Well, not exactly. In 1973, with an eye on urban expansion, the local government decided to clear an area of thick undergrowth north of Chandigarh’s Capitol building – and uncovered Chand’s secret world. The authorities’ views were divided over what to do with it. But, with an eye on the tourism potential of this weird wonderland – and with the support of Chandigarh’s first Indian chief architect and heritage advocate, Manmohan Nath Sharma – the government allowed it to remain. Not only that, they decided to give Chand a helping hand. At the age of 52, he was relieved from his duties as a highways inspector, appointed “creator-director” of what was now branded the Rock Garden of Chandigarh, and given a team of 30 workmen to help complete his vision.
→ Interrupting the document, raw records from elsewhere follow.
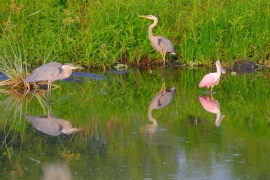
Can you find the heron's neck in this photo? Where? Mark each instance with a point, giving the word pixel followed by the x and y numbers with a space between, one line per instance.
pixel 150 32
pixel 150 117
pixel 65 73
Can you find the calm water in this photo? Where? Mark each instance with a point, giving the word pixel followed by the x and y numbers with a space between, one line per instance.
pixel 116 143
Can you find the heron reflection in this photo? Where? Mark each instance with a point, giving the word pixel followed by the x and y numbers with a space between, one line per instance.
pixel 162 99
pixel 51 125
pixel 212 105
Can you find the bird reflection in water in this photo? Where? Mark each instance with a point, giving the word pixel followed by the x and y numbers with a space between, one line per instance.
pixel 162 99
pixel 50 124
pixel 212 105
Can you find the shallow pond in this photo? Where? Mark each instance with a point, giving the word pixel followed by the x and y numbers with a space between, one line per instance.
pixel 116 140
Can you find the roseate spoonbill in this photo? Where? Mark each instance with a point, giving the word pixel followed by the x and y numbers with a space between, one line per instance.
pixel 212 79
pixel 211 105
pixel 160 43
pixel 51 72
pixel 51 125
pixel 161 100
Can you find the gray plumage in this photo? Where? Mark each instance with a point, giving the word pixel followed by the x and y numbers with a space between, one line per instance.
pixel 51 125
pixel 160 43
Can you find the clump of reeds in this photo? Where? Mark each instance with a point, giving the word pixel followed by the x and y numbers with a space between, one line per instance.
pixel 13 69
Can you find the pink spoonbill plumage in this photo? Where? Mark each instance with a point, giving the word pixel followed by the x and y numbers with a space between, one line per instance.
pixel 212 79
pixel 212 105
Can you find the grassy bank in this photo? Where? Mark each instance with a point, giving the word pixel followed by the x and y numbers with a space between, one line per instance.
pixel 103 33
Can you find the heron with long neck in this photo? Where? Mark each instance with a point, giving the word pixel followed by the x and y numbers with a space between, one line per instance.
pixel 51 72
pixel 160 44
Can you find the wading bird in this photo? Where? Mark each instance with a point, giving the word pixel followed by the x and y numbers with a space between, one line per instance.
pixel 212 79
pixel 51 72
pixel 211 105
pixel 159 101
pixel 160 43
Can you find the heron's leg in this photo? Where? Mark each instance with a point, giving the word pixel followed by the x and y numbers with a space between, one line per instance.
pixel 211 89
pixel 163 88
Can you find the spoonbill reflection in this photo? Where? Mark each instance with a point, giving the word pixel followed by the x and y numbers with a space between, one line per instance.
pixel 162 99
pixel 51 125
pixel 212 105
pixel 212 79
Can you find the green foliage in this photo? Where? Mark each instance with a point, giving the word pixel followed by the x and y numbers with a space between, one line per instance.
pixel 102 33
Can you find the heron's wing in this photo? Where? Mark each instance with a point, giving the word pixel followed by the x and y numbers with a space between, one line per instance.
pixel 45 125
pixel 44 73
pixel 165 44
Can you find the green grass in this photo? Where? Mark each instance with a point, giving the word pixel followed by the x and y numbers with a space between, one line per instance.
pixel 103 33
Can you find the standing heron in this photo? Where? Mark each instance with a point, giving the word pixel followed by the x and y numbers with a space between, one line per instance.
pixel 159 101
pixel 160 43
pixel 51 72
pixel 212 79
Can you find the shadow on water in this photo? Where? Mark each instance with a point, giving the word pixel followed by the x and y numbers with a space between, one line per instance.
pixel 212 105
pixel 50 124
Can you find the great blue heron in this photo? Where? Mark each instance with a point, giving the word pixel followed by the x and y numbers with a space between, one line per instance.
pixel 51 72
pixel 51 125
pixel 212 105
pixel 212 79
pixel 159 101
pixel 160 43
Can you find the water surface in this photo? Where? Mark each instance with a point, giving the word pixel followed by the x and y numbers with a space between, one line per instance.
pixel 115 142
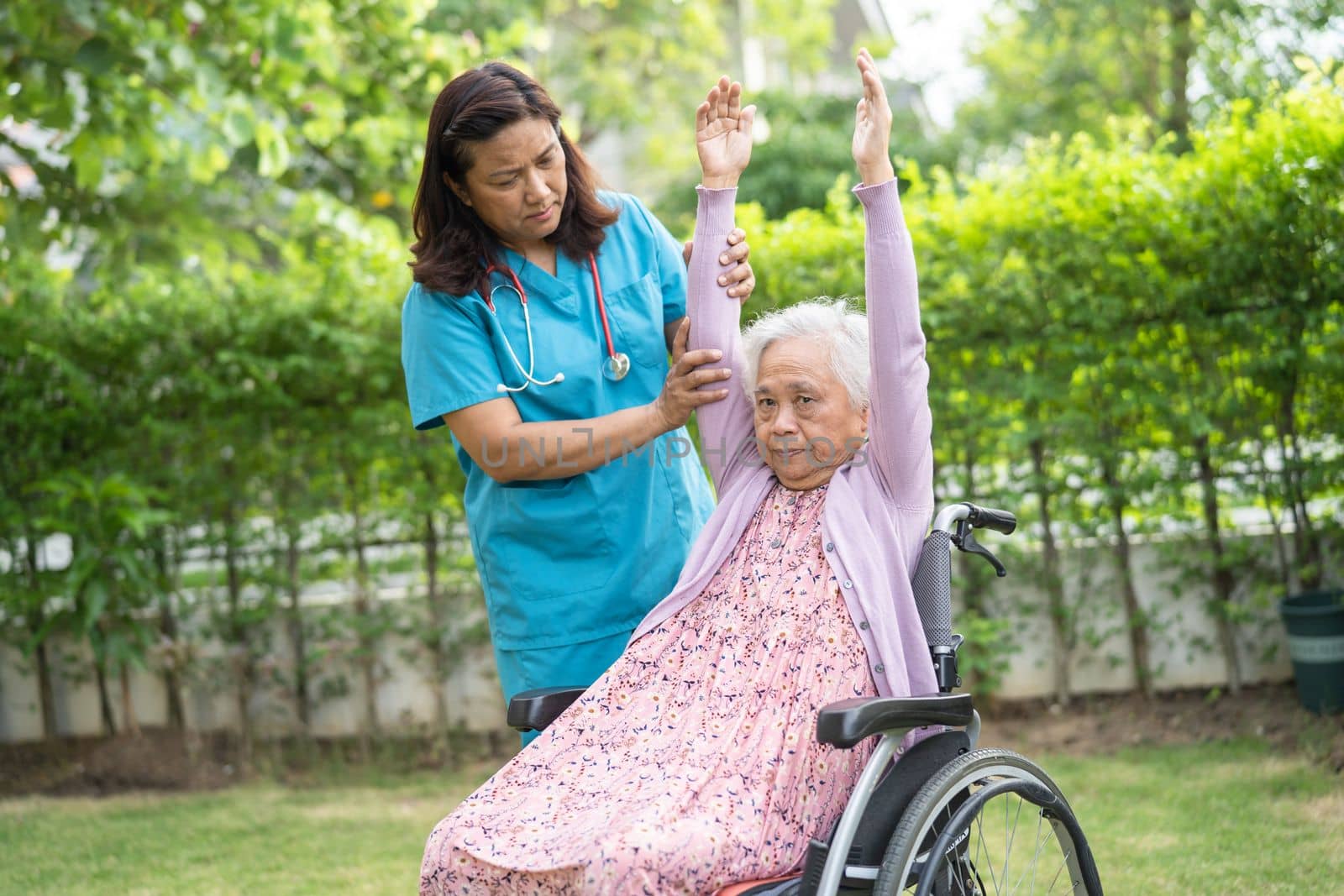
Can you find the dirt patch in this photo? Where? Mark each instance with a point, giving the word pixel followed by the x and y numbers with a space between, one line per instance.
pixel 97 766
pixel 1095 725
pixel 1104 723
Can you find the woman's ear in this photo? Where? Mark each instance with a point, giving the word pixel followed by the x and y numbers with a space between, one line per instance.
pixel 457 191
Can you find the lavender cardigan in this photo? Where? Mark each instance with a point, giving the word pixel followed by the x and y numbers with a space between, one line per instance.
pixel 877 511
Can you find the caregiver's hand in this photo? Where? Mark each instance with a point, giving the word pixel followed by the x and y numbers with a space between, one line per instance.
pixel 739 278
pixel 682 391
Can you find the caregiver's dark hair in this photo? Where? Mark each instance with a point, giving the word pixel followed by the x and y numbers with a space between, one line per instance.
pixel 450 239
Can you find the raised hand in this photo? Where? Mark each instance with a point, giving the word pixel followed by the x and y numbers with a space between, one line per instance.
pixel 723 134
pixel 873 127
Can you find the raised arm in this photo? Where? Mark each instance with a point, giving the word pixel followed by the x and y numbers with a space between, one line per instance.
pixel 900 422
pixel 723 143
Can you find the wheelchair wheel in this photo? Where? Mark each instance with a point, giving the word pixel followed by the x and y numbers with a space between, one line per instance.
pixel 988 822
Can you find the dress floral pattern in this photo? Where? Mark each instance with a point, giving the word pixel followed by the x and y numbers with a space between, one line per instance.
pixel 692 763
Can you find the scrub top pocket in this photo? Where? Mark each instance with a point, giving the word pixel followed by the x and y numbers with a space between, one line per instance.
pixel 550 573
pixel 636 317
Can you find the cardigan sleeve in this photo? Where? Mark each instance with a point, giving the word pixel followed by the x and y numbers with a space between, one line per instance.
pixel 727 437
pixel 900 421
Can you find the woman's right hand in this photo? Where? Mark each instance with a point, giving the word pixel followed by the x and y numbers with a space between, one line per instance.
pixel 682 391
pixel 723 134
pixel 873 125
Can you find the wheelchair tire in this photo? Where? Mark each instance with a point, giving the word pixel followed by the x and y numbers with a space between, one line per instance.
pixel 965 833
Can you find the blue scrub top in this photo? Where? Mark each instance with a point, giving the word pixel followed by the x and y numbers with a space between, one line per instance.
pixel 581 558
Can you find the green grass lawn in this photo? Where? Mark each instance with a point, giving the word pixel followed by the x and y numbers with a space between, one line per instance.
pixel 1211 819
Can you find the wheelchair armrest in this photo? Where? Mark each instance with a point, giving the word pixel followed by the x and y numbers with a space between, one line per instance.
pixel 537 708
pixel 847 721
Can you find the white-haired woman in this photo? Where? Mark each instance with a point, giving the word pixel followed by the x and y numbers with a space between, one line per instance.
pixel 692 763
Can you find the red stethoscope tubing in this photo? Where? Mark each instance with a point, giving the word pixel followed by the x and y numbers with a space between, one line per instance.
pixel 522 296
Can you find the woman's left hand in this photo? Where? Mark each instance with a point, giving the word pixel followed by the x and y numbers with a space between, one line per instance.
pixel 738 275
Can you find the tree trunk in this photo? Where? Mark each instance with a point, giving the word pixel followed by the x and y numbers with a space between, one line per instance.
pixel 100 672
pixel 128 707
pixel 297 640
pixel 1287 573
pixel 176 711
pixel 46 689
pixel 239 634
pixel 1307 548
pixel 1136 621
pixel 367 658
pixel 1182 51
pixel 1223 580
pixel 1054 582
pixel 437 621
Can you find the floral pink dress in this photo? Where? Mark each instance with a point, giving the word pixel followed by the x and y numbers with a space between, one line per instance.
pixel 692 763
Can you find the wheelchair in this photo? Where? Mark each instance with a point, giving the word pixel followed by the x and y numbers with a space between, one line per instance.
pixel 944 817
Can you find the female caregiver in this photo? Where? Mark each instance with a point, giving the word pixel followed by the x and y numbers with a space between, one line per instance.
pixel 538 329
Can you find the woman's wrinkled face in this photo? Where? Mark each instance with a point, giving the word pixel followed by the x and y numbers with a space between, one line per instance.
pixel 804 422
pixel 517 183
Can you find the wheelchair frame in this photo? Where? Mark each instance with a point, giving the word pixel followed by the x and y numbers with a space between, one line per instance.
pixel 916 831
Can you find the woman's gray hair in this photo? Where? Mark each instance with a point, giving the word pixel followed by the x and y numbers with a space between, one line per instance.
pixel 832 324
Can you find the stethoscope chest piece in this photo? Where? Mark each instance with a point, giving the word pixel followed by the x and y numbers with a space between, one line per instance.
pixel 616 367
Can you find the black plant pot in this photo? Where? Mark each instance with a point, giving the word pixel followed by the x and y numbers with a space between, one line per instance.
pixel 1315 624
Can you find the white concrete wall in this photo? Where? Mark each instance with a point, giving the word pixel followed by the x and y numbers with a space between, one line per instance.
pixel 1184 644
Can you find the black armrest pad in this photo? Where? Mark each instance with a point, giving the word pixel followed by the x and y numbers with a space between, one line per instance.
pixel 537 708
pixel 847 721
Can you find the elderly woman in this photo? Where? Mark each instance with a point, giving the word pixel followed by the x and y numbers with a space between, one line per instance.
pixel 691 763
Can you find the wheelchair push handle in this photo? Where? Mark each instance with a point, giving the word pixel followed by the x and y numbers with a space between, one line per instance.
pixel 956 517
pixel 991 519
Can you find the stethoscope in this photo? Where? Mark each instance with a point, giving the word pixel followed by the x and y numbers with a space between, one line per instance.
pixel 616 365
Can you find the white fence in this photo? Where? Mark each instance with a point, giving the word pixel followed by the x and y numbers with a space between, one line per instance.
pixel 1184 653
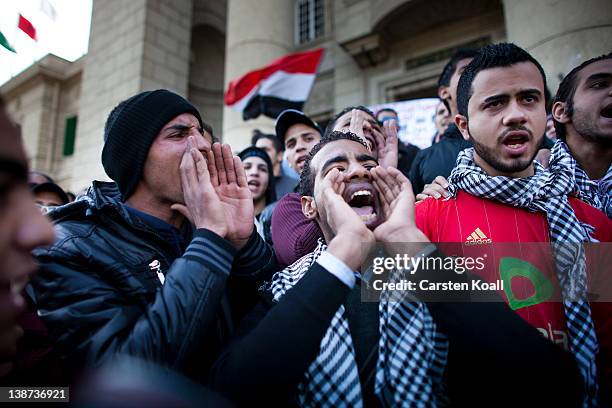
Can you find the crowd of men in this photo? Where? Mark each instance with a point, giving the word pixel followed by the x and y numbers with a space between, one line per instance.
pixel 241 280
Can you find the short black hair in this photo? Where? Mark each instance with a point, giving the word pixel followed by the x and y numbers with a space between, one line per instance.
pixel 491 56
pixel 451 66
pixel 387 110
pixel 257 135
pixel 307 178
pixel 47 177
pixel 567 89
pixel 330 126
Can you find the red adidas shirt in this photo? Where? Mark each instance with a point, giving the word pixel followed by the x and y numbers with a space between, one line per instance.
pixel 474 221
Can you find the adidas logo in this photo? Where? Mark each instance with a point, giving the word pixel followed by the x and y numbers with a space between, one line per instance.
pixel 478 237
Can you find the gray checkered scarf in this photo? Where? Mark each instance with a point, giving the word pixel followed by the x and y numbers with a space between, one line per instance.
pixel 547 191
pixel 411 360
pixel 597 193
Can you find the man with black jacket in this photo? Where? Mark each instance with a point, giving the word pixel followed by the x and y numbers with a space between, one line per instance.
pixel 312 341
pixel 440 158
pixel 140 266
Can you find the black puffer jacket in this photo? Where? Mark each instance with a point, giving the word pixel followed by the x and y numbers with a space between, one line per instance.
pixel 99 292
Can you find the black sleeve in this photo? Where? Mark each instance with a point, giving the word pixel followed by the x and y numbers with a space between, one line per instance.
pixel 498 359
pixel 92 317
pixel 415 175
pixel 275 344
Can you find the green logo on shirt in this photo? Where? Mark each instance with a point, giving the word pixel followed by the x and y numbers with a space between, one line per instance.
pixel 510 268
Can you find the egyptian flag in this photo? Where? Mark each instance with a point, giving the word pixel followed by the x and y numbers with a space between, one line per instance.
pixel 27 27
pixel 284 84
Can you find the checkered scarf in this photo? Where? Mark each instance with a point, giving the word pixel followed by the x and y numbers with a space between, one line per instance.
pixel 411 360
pixel 596 193
pixel 547 191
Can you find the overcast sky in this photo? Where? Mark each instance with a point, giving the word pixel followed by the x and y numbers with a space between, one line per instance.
pixel 66 37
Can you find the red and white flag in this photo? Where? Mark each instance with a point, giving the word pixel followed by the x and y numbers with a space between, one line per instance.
pixel 283 84
pixel 27 27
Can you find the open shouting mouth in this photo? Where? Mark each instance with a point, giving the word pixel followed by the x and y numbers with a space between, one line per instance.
pixel 516 142
pixel 363 199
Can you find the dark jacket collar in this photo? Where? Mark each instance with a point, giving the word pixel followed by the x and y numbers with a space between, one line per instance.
pixel 102 199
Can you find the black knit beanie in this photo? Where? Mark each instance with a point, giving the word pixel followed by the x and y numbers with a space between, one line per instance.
pixel 130 130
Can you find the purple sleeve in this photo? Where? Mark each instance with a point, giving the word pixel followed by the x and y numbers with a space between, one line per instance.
pixel 293 236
What had been a relatively small endeavour suddenly took on the scale of a civil engineering project. Chand and his team developed a sophisticated system of watercourses, designed to channel rainwater during the monsoon season and pump it into a great vat, where it was filtered, purified, and sent 20 metres up a slope to then cascade down a series of waterfalls. He established a dedicated plant nursery, where he cultivated mango trees, bougainvillaea, cacti and papyrus. Earth was moved, ravines excavated, and cliff-sized walls raised. It became a far more popular attraction than the famous modernist city that had spawned it, receiving more than 5,000 visitors a day. According to the local tourist board, it is the one of the most visited sites in India, second only to the Taj Mahal.

But its safety wasn’t always guaranteed. In 1988, the high court applied for permission to remove part of the garden to make way for a new “botanic park”, arguing that it violated the city masterplan. That attempt was foiled. The following year the government proposed to plough a new road through the garden to connect to a nearby village – a plan that was only halted by 1,000 people turning up to form a human shield. Mixed fortunes continued. In 1996, while Chand was on a tour of the US, the garden suffered a wave of organised vandalism. Funding was withdrawn, prompting international fans to establish the Nek Chand Foundation, organising a network of volunteers to help with upkeep. But ongoing maintenance remains an uphill struggle.

This December marks the centenary of Chand’s birth, and plans are under way for a fitting celebration of this unique character, who has been immortalised as a waxwork figure in a shrine in his garden. Not that he would have wanted a big party. There is a moment in the film, shot in 2013, when Chand is asked what he thinks of his reputation, and the international recognition the garden has received. Does he now see himself as a celebrated artist? “I never thought anything about it,” he replies. “I just go on working, working, working.”